If you are facing a felony DWI trial in Texas, odds are the State will ask the jury to find that your car was used as a “deadly weapon”? If the jury agrees that your car was a deadly weapon and you are sentenced to prison, you eligibility for parole will be limited. You will be required to serve 1/2 your sentence, or a minimum of 2 years before being eligible for parole. It’s an easy trial penalty for the State, which is one of the ways they pressure defendants into taking plea bargains and waiving their right to trial.

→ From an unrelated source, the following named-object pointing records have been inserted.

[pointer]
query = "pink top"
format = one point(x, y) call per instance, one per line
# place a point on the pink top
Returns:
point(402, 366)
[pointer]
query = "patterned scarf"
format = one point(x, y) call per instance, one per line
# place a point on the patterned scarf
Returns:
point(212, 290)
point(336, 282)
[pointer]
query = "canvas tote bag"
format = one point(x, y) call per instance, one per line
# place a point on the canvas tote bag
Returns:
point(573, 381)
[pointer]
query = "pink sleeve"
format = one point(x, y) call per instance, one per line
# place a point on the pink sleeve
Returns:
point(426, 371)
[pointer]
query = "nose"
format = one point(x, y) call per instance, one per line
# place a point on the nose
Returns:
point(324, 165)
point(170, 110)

What is a deadly weapon finding?
An affirmative deadly weapon finding is the trier of fact’s express determination that a deadly weapon was actually used or exhibited during the commission of the offense. LaFleur vs. State, 106 S.W.3d 91, 94 (Tex. Crim. App. 2003). Generally, an affirmative finding of a deadly weapon may be made when (1) the indictment includes an allegation of a “deadly weapon,” and the verdict states the defendant is guilty as charged in the indictment, (2) the indictment does not allege “deadly weapon,” but does allege a weapon that is per se a deadly weapon, and the verdict states the defendant is guilty as charged in the indictment, or (3) the jury has affirmatively answered a special charge issue on “deadly weapon” use or exhibition. Polk v. State, 693 S.W.2d 391, 396 (Tex. Crim. App. 1985).
Isn’t driving a car while intoxicated always considered using a deadly weapon?
No, a motor vehicle is not a deadly weapon per se, but can be found to be a deadly weapon if it is used in a manner that is capable of causing death or serious bodily injury. See TEX. PENAL CODE § 1.07(a)(17)(B).
A deadly weapon finding in a driving while intoxicated case is dependent upon specific testimony in the record about how the automobile was used or driven and whether a defendant’s driving was reckless or dangerous.